Intro

This blog's purpose is to chronicle my journey, which I think will be a means of catharsis for me, but the main reason I'm publishing it online is in hopes that it will raise BRCA genetic testing awareness and maybe even help others along their own journey. When it came time to make decisions regarding my medical care, I found that the blogs of other women in similar circumstances were the most helpful for me.

Wednesday, February 27, 2013

Happy Update

Looking back through my last few posts, I see a trend in how I've thought about my recovery.  At first my recovery was easy and almost fun with pain killers taking away all the pain and people doting on me, but now I'm feeling defeated and sorry for myself.  As I type that, I realize how disgusting that sounds, but I promised I would be honest in this blog. The honest dirty truth: the surgery and week after had been easy for me. My pain was easily manageable, moreso than than my period cramps. I was getting meals cooked for me, people were pampering me, and I wasn't having to work at all. It was easy to be optimistic on how I was recovering and enjoy the doting. A couple weeks after surgery though, I felt like I hit a wall. I was supposed to be nearing the end of my recovery stage. The friends and family who haven't gone through it are expecting me to be mostly recovered. More importantly, this is what I expected too! But my pain seemed to be getting worse in my right breast and my energy wasn't back to what it was, and this made me regress emotionally too. Why had I not knocked out the healing from this surgery? Why am I still sleeping till 12pm and needing naps? My sister L encouraged me to go easy on myself. She made me feel like less of a wimp, but that is still what I felt like. A wimp and a fake. Tons of women who actually HAVE breast cancer go through this surgery and worse. Then they have to pick up their lives. Here I was, having this minimally invasive surgery (remember I had over the muscle reconstruction) and Im boo-hooing about some pain in my breast almost 4 weeks out.
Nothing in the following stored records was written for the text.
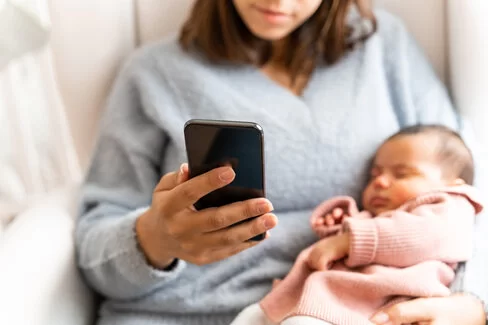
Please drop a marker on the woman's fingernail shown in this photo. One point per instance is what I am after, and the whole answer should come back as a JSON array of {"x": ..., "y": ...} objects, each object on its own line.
[
  {"x": 264, "y": 207},
  {"x": 227, "y": 175},
  {"x": 269, "y": 223},
  {"x": 381, "y": 319}
]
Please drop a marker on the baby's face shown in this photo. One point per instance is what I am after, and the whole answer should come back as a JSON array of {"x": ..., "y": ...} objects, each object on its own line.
[{"x": 403, "y": 168}]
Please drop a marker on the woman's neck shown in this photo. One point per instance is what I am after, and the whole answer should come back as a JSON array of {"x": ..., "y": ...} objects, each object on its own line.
[{"x": 277, "y": 71}]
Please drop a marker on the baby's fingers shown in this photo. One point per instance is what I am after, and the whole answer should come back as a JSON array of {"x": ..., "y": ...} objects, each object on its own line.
[
  {"x": 337, "y": 213},
  {"x": 329, "y": 220}
]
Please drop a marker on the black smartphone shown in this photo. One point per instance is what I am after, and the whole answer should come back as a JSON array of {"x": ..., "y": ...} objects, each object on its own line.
[{"x": 211, "y": 144}]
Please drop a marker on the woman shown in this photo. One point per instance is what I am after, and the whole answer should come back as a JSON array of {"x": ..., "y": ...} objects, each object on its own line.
[{"x": 325, "y": 87}]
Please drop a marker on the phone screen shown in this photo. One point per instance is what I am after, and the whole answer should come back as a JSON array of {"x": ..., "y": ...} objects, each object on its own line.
[{"x": 211, "y": 146}]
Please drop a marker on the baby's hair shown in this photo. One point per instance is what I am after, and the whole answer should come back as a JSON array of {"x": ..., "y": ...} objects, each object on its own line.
[{"x": 453, "y": 154}]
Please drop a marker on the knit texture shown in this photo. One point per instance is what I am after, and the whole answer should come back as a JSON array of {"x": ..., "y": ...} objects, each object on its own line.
[
  {"x": 406, "y": 253},
  {"x": 317, "y": 146}
]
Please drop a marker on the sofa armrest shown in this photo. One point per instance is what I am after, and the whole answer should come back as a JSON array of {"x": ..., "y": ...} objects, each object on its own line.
[{"x": 39, "y": 281}]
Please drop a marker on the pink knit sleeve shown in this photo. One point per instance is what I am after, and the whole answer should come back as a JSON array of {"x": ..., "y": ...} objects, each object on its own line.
[{"x": 432, "y": 227}]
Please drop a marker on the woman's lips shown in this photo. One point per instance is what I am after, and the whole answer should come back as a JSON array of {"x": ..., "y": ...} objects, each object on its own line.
[{"x": 272, "y": 16}]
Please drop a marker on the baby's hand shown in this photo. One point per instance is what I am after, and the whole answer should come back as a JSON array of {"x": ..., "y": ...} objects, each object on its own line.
[
  {"x": 327, "y": 251},
  {"x": 333, "y": 218}
]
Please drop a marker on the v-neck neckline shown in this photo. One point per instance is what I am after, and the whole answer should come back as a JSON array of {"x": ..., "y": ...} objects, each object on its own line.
[{"x": 282, "y": 90}]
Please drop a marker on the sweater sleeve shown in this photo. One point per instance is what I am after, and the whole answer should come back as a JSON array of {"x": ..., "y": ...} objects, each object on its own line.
[
  {"x": 124, "y": 171},
  {"x": 440, "y": 229}
]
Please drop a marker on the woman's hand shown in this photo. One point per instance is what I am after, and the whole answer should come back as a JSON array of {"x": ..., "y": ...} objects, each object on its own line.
[
  {"x": 328, "y": 250},
  {"x": 172, "y": 228},
  {"x": 458, "y": 309}
]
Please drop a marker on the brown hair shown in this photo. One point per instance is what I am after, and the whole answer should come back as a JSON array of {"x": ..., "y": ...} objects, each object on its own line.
[
  {"x": 453, "y": 154},
  {"x": 216, "y": 29}
]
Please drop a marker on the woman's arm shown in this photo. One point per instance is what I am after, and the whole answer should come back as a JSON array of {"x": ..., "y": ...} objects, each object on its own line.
[
  {"x": 452, "y": 310},
  {"x": 124, "y": 171}
]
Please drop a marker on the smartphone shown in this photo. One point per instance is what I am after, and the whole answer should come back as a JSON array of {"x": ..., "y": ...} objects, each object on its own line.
[{"x": 211, "y": 144}]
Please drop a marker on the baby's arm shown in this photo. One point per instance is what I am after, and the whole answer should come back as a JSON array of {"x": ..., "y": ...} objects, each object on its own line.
[{"x": 438, "y": 228}]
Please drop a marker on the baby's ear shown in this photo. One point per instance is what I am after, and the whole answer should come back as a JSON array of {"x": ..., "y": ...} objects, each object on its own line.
[{"x": 458, "y": 182}]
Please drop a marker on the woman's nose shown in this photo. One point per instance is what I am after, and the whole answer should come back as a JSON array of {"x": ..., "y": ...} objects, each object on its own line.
[{"x": 382, "y": 181}]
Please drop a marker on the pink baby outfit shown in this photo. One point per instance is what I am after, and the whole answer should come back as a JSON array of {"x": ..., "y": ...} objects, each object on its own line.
[{"x": 406, "y": 253}]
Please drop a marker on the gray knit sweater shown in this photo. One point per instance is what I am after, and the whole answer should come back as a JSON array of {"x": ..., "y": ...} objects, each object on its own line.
[{"x": 317, "y": 146}]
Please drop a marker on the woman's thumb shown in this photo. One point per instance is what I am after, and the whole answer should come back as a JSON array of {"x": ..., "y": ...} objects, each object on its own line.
[{"x": 413, "y": 311}]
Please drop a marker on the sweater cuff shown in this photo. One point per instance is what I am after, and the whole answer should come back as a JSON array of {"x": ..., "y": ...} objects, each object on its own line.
[
  {"x": 363, "y": 241},
  {"x": 133, "y": 263}
]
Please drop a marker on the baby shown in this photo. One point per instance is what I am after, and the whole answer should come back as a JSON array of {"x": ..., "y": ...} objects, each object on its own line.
[{"x": 416, "y": 225}]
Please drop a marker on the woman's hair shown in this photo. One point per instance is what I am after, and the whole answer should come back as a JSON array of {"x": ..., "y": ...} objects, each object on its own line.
[
  {"x": 453, "y": 155},
  {"x": 216, "y": 29}
]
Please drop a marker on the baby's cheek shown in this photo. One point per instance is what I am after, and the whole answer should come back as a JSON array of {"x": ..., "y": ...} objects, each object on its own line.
[{"x": 408, "y": 191}]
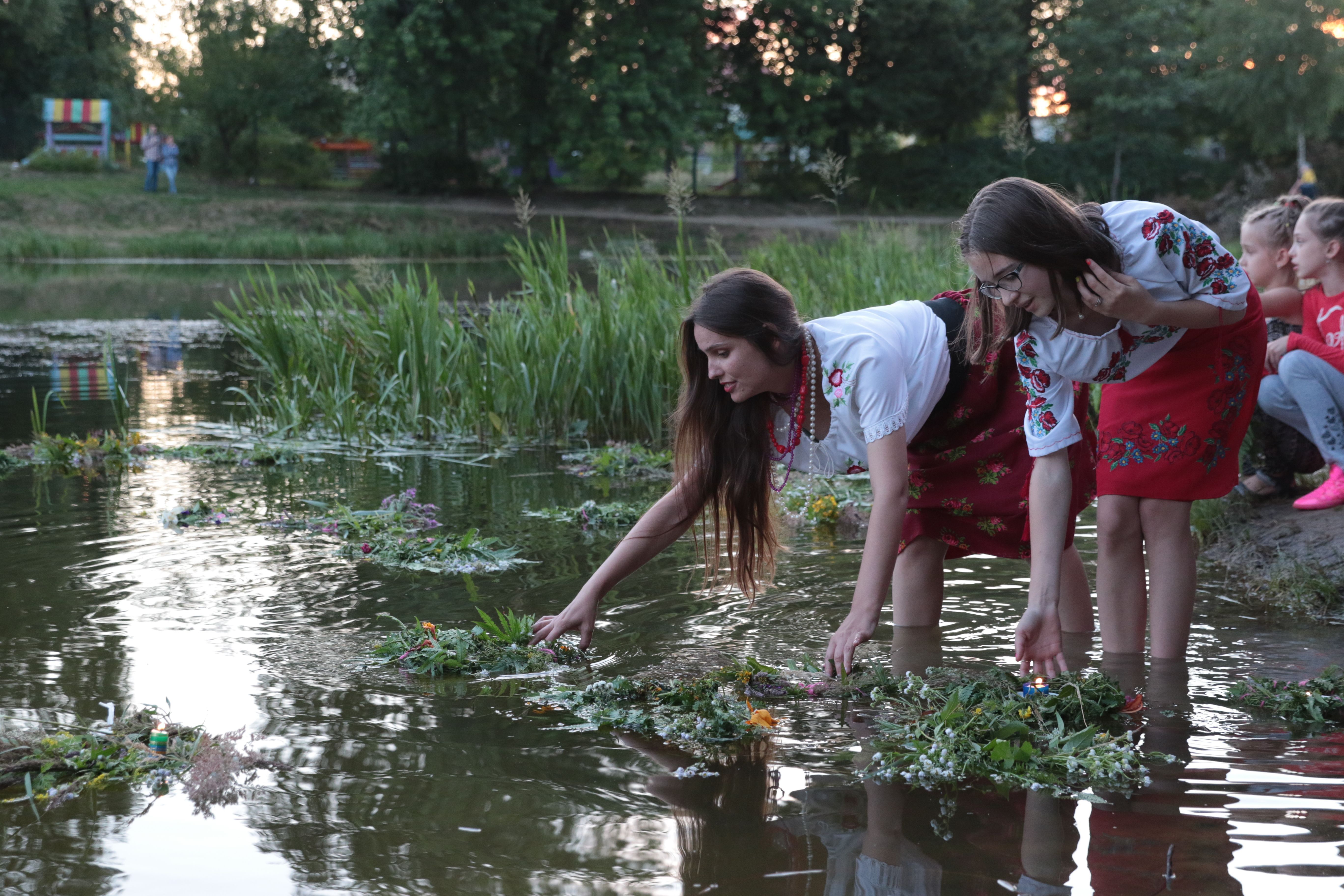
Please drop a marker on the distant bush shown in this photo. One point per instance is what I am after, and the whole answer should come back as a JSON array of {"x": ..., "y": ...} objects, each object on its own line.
[
  {"x": 948, "y": 175},
  {"x": 294, "y": 162},
  {"x": 65, "y": 163}
]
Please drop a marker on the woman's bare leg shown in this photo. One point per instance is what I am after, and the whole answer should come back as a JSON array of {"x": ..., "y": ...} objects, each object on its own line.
[
  {"x": 1074, "y": 593},
  {"x": 1171, "y": 563},
  {"x": 917, "y": 584},
  {"x": 1121, "y": 581}
]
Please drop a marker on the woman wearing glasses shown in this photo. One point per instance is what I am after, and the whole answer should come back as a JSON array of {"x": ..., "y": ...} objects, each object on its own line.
[
  {"x": 1147, "y": 303},
  {"x": 878, "y": 390}
]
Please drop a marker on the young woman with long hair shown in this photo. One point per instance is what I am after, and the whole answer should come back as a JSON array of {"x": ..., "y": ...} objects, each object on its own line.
[
  {"x": 1147, "y": 303},
  {"x": 840, "y": 395}
]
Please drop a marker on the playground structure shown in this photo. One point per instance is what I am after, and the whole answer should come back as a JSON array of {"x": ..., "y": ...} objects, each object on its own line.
[
  {"x": 350, "y": 158},
  {"x": 79, "y": 126}
]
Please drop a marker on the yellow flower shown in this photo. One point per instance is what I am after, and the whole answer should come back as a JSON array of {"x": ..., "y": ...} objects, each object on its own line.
[
  {"x": 763, "y": 718},
  {"x": 826, "y": 508}
]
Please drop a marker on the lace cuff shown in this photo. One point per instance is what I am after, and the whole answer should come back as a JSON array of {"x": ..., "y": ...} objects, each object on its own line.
[{"x": 885, "y": 426}]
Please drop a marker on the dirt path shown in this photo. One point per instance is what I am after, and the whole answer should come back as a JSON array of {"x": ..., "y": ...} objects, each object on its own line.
[{"x": 1293, "y": 559}]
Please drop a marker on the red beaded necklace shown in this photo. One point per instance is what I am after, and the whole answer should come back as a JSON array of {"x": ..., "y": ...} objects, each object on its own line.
[{"x": 799, "y": 404}]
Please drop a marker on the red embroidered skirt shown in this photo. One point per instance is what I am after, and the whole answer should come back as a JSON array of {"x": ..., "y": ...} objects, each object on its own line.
[
  {"x": 970, "y": 468},
  {"x": 1175, "y": 430}
]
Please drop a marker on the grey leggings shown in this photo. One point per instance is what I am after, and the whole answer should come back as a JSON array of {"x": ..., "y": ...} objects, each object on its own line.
[{"x": 1308, "y": 394}]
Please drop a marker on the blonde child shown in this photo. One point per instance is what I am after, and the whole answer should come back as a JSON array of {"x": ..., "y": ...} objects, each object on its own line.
[
  {"x": 1307, "y": 385},
  {"x": 1279, "y": 452}
]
So, how is this a happy update? Well this morning I was feeling pretty sorry for myself. My husband has been urging me to wake up earlier than my normal 12pm to start preparing for my return to work on Monday. I woke up at 10am feeling extremely sluggish. I was dragging. I decided though that I had to put my body in motion. I gave myself a little pep talk and turned up my country music. I showered, put my hair up, and put make-up on for the first time since surgery. I even put clothes in the wash (thats as far as they made it so far!). I was proud of my success.

Then off to a visit with my nurse practitioner who is taking over my fills while my PS is in Tel Aviv! My PS hadn't left on his trip yet so I told my NP about the ongoing pain in my right breast, which she was familiar with. She did another ultrasound and brought my PS in. He explained that my internal stitches were right where my pain was. One seemed to be coming un-done. He recommended heat to help dissolve the stitches. Both the NP and my PS reminded me, I'd never had surgery before. It was normal to feel exhausted. My body will recover at it's own pace. I felt relieved. I wasn't a wimp. He even suggested I take one more week off of work, since I had been in pain and would quite possible be in pain for a little while longer. He had the NP write me a note to extend my LOA and off he went. He's really great! The NP gave me a fill and she talked about the seroma above my expander on my right breast. She explained that if when she pulled the fill needle out, yellow fluid came out, she would drain the seroma. Of course, that's what happened. So she took another comically large needle and extracted the fluid. 200 CCs of it. That's an entire cup size. I was instantly granted relief on the underside of my breast. We theorized that the seroma was causing extra pressure against the stitches.

My lesson of the day: be gentle on yourself. No surgery is "easy" on your body. Just because one person heals one way, doesn't mean I have to heal the exact same way or pace. Stop being your biggest critic and be your biggest fan. And realize that the doting you get from friends and family may not line up exactly with the hardest parts of your recovery.